Budgetdienst - Untergliederungsanalysen - Budgetentwurf 10.11.2021

UG 23-Pensionen – Beamtinnen und Beamte Budget 2022

Überblick

Die Untergliederungs­analyse des Budget­dienstes zur UG 23‑Pensionen — Beamtinnen und Beamte vermittelt einen Überblick über die wesentlichen Entwicklungen der Budget­unter­gliederung. Dazu werden die Informationen aus dem Entwurf zum Bundes­finanz­gesetz 2022 (BFG‑E 2022) sowie dem Entwurf zum Bundes­finanz­rahmen­gesetz 2022‑2025 (BFRG‑E 2022‑2025) heran­gezogen und um Daten aus anderen relevanten Dokumenten (z. B. Strategie­bericht, Budget­bericht, Bericht zur Wirkungs­orientierung, Beteiligungs­bericht, Strategie­berichte des Politik­feldes) ergänzt.

Die vollständige Analyse zum Download:

BD - UG 23-Pensionen - Beamtinnen und Beamte Budget 2022 / PDF, 895 KB

Kurzfassung

Der Entwurf zum Bundesvoranschlag 2022 (BVA‑E 2022) sieht für die UG 23‑Pensionen – Beamtinnen und Beamte im Finanzierungs­haushalt Auszahlungen iHv insgesamt 10,75 Mrd. EUR vor.
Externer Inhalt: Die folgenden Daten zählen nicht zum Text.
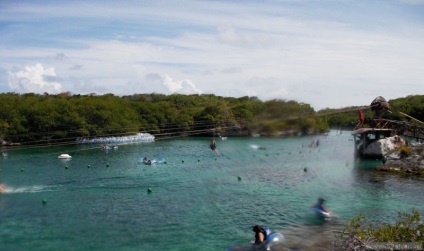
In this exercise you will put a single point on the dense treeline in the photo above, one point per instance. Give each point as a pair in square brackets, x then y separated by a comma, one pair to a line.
[32, 118]
[347, 118]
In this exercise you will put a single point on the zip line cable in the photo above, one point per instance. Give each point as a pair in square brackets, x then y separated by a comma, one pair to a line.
[165, 131]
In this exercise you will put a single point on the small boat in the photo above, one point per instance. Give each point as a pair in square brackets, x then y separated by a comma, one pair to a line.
[64, 156]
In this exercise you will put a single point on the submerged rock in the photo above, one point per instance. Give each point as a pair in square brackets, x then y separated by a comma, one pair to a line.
[386, 147]
[413, 164]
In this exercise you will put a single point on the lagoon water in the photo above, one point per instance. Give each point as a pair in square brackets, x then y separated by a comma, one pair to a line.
[99, 200]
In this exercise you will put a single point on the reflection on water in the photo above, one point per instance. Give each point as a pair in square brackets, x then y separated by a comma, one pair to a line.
[100, 197]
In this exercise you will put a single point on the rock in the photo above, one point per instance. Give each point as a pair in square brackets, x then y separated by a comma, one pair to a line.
[386, 147]
[414, 164]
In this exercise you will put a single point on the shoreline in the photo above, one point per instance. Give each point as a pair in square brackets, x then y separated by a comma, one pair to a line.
[411, 165]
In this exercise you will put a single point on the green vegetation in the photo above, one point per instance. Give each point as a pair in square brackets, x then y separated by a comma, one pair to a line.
[39, 119]
[360, 234]
[348, 118]
[34, 118]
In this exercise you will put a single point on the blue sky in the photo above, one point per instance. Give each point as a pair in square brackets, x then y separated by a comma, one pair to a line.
[328, 53]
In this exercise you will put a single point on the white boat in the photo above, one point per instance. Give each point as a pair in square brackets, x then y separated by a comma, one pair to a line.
[64, 156]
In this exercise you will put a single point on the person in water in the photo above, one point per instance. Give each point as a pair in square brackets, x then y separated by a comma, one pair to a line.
[147, 161]
[320, 206]
[260, 235]
[213, 147]
[2, 188]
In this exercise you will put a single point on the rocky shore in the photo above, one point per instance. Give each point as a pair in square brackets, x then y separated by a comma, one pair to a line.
[413, 164]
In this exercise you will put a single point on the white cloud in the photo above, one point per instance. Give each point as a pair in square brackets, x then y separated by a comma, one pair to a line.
[35, 79]
[185, 86]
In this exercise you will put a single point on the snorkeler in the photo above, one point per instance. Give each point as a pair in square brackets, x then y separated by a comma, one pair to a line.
[260, 235]
[320, 209]
[2, 188]
[213, 147]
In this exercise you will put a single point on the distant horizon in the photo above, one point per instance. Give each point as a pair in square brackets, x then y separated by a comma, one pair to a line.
[323, 53]
[156, 93]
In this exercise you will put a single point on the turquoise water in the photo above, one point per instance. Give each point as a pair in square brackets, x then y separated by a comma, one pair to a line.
[99, 200]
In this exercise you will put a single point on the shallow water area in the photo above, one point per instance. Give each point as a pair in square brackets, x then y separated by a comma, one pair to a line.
[191, 198]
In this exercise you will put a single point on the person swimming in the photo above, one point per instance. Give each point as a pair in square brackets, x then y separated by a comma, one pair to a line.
[320, 209]
[2, 188]
[213, 146]
[260, 235]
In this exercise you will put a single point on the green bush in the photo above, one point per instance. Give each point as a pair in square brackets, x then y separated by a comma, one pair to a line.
[361, 234]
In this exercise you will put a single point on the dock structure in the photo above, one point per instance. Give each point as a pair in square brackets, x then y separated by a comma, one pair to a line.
[383, 128]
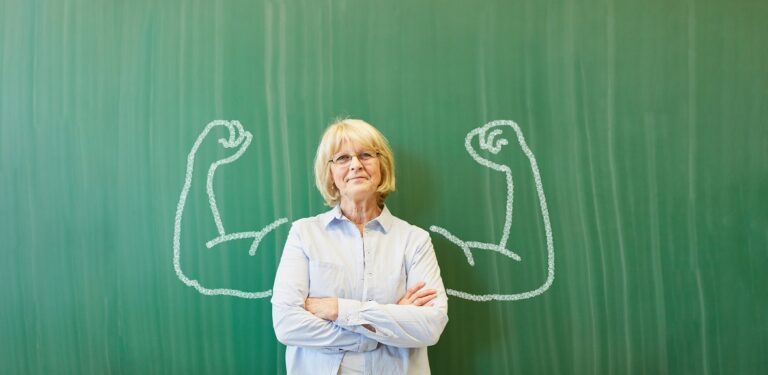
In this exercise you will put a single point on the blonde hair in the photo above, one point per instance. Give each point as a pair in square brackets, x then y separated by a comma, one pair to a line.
[360, 133]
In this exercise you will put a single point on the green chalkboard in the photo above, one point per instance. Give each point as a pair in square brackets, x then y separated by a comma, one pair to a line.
[618, 148]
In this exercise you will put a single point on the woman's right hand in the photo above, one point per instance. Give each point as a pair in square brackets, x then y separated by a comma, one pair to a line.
[415, 296]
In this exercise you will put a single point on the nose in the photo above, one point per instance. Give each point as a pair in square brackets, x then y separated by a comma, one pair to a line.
[355, 163]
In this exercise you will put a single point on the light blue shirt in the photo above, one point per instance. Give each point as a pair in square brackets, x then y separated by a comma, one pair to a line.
[326, 256]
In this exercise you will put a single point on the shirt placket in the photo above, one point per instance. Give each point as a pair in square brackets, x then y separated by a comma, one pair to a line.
[368, 282]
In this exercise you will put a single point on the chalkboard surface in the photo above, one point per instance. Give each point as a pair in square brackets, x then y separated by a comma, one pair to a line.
[594, 176]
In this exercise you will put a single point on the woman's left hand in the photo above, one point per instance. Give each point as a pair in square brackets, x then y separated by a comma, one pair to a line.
[323, 308]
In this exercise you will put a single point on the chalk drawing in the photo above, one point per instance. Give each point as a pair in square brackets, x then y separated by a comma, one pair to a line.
[238, 137]
[487, 139]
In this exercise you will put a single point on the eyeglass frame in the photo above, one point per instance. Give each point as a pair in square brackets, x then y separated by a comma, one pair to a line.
[374, 155]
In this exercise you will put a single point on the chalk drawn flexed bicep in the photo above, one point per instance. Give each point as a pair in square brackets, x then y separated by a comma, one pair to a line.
[491, 138]
[239, 139]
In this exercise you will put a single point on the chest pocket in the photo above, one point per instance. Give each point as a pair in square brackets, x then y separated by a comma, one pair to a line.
[327, 279]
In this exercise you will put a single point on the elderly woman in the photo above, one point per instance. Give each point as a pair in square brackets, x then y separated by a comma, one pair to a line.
[357, 289]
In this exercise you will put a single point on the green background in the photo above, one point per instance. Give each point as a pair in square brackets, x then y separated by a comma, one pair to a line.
[647, 120]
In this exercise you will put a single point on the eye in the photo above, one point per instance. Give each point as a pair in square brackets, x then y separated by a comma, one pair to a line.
[342, 159]
[365, 155]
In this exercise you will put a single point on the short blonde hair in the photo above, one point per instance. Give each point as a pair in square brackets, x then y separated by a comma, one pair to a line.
[359, 133]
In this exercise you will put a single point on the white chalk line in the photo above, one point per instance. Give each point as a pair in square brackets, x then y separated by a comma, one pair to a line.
[238, 137]
[490, 143]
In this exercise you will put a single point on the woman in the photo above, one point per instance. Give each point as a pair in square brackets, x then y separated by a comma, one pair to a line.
[357, 289]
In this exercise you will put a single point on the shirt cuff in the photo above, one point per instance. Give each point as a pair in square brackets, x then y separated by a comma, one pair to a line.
[349, 312]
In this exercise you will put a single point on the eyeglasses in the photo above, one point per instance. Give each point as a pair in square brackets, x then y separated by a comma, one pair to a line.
[365, 157]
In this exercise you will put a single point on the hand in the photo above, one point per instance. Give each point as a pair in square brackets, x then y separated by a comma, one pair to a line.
[323, 308]
[417, 297]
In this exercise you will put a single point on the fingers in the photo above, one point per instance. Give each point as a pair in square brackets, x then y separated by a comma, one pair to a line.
[414, 288]
[424, 296]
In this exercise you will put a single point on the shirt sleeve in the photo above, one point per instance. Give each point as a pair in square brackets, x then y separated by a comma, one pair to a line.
[404, 326]
[292, 323]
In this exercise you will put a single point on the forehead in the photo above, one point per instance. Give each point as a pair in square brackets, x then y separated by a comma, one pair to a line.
[348, 144]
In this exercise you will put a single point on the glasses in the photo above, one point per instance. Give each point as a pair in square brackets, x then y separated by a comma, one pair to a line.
[365, 157]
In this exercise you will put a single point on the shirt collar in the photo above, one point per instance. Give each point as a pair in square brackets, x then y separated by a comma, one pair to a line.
[384, 220]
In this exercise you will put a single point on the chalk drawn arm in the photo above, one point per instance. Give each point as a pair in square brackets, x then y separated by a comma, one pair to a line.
[292, 323]
[468, 246]
[404, 326]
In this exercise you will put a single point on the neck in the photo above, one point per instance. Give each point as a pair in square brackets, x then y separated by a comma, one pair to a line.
[360, 212]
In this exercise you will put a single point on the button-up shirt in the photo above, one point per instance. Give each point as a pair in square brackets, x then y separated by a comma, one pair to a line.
[327, 256]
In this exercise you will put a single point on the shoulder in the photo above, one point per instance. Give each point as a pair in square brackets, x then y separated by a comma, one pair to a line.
[310, 223]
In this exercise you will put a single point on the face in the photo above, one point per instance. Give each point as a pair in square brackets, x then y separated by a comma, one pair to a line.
[357, 180]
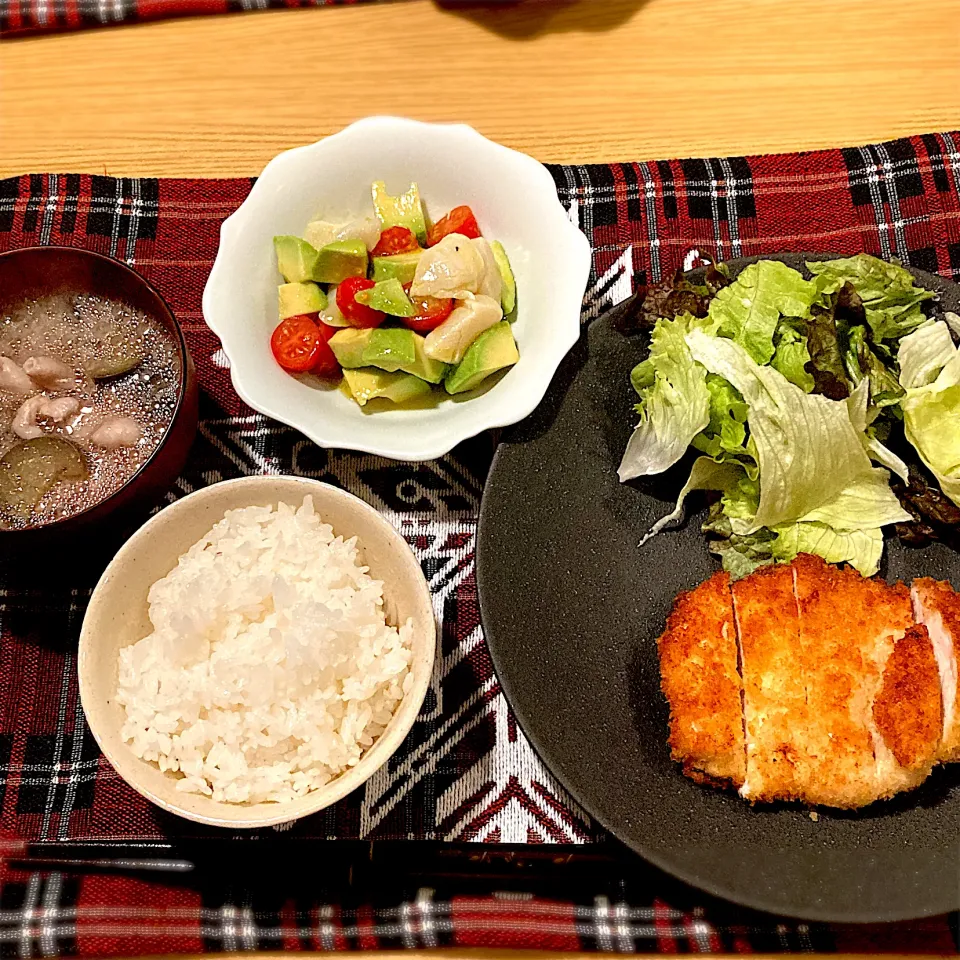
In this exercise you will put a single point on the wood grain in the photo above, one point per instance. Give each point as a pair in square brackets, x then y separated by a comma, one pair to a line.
[564, 80]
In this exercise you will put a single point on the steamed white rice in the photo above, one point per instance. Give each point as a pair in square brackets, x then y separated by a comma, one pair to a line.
[271, 668]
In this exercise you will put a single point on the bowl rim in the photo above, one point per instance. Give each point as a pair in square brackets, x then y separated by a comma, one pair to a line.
[465, 426]
[370, 762]
[181, 343]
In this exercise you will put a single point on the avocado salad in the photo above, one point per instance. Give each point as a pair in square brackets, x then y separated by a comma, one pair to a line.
[394, 306]
[824, 407]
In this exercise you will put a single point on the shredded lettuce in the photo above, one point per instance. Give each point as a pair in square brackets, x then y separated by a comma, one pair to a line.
[749, 309]
[924, 353]
[706, 474]
[867, 503]
[807, 446]
[891, 301]
[789, 389]
[792, 356]
[726, 433]
[674, 407]
[931, 415]
[862, 549]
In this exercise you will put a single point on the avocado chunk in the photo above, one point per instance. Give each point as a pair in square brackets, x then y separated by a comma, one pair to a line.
[295, 258]
[348, 346]
[403, 211]
[493, 350]
[339, 260]
[394, 348]
[367, 384]
[400, 266]
[508, 293]
[297, 298]
[388, 296]
[29, 470]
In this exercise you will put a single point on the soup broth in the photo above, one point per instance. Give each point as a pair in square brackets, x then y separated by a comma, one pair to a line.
[116, 371]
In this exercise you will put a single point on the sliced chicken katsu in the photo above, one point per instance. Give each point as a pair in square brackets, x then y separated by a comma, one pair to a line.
[869, 733]
[698, 668]
[907, 713]
[937, 606]
[774, 698]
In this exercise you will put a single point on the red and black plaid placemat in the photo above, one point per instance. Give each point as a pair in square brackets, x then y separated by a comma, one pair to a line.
[466, 773]
[19, 17]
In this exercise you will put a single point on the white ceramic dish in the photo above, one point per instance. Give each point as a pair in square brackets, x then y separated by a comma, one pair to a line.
[515, 200]
[117, 617]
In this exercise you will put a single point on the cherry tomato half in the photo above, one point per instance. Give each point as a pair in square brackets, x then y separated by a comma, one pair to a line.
[297, 343]
[395, 240]
[357, 314]
[431, 312]
[459, 220]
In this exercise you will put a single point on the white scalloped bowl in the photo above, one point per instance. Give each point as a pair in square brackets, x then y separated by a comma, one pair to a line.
[515, 200]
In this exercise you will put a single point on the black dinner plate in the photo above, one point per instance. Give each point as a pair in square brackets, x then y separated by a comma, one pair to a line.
[571, 608]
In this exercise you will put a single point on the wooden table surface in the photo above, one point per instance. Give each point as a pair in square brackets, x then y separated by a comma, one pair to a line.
[564, 80]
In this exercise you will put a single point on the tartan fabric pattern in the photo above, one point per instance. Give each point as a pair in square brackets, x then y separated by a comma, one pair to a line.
[97, 916]
[18, 17]
[466, 772]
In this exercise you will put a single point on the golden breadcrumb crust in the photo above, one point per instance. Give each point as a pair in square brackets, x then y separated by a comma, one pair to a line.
[840, 698]
[908, 710]
[698, 666]
[775, 706]
[939, 597]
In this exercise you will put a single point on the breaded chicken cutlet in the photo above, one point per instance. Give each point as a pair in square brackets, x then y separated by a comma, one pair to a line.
[824, 679]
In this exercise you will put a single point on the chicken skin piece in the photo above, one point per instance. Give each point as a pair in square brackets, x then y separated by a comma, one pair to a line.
[937, 606]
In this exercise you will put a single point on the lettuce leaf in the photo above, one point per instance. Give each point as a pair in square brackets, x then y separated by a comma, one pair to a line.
[890, 299]
[726, 433]
[740, 554]
[807, 447]
[860, 548]
[705, 474]
[791, 357]
[924, 353]
[862, 362]
[675, 406]
[749, 310]
[931, 416]
[867, 503]
[826, 359]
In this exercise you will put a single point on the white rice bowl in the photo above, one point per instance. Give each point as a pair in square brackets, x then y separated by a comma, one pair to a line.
[271, 668]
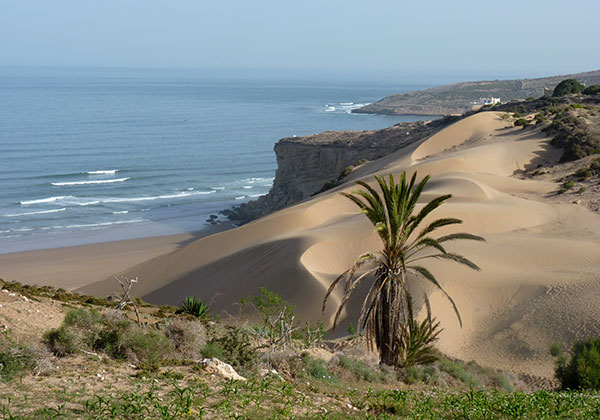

Im Vergleich zum BVA 2021 bedeutet dies für 2022 einen Anstieg um 2,6 %. Bei den Aufwen­dungen im Ergebnis­haushalt zeigt sich eine ähnliche Entwicklung.

Der Anstieg der Auszahlungen und Aufwendungen geht im Wesentlichen auf die Entwicklung der Pensions­stände und auf die Pensions­anpassung 2022 zurück. Pensionen ab 1.300 EUR monatlich werden um den Anpassungs­faktor iHv 1,8  % erhöht, geringere Pensionen um bis zu 3,0 %. Dadurch steigen die Auszahlungen um insgesamt 183 Mio. EUR an. Zu Mehrauszahlungen führt auch die jährliche Valorisierung des Pflegegelds. Die COVID‑19-Krise hat auf die Gebarung der UG 23‑Pensionen – Beamtinnen und Beamte keine unmittelbaren Auswirkungen.

Die Einzahlungen und Erträge gehen im BVA‑E 2022 gegenüber dem BVA 2021 um 2,4 % auf 2,03 Mrd. EUR zurück. Damit setzt sich der Trend der Vor­jahre fort, der sich aus der rückläufigen Anzahl der aktiven BeamtInnen und dem damit einher­gehenden Rückgang der Pensions­beiträge ergibt.

In den Jahren bis 2025 steigt die Auszahlungsobergrenze im Entwurf zum Bundesfinanzrahmengesetz 2022-2025 (BFRG‑E 2022‑2025) um durch­schnittlich 3,7 % pro Jahr weiter an. Diese Entwicklung ist auf den Pensions­antritt der geburten­starken Jahrgänge Ende der 50er und Anfang der 60er Jahre („Babyboomer“) und die zu erwartenden Pensions­erhöhungen zurückzuführen. Bei den Einzahlungen wird sich die rück­läufige Dynamik weiter fortsetzen.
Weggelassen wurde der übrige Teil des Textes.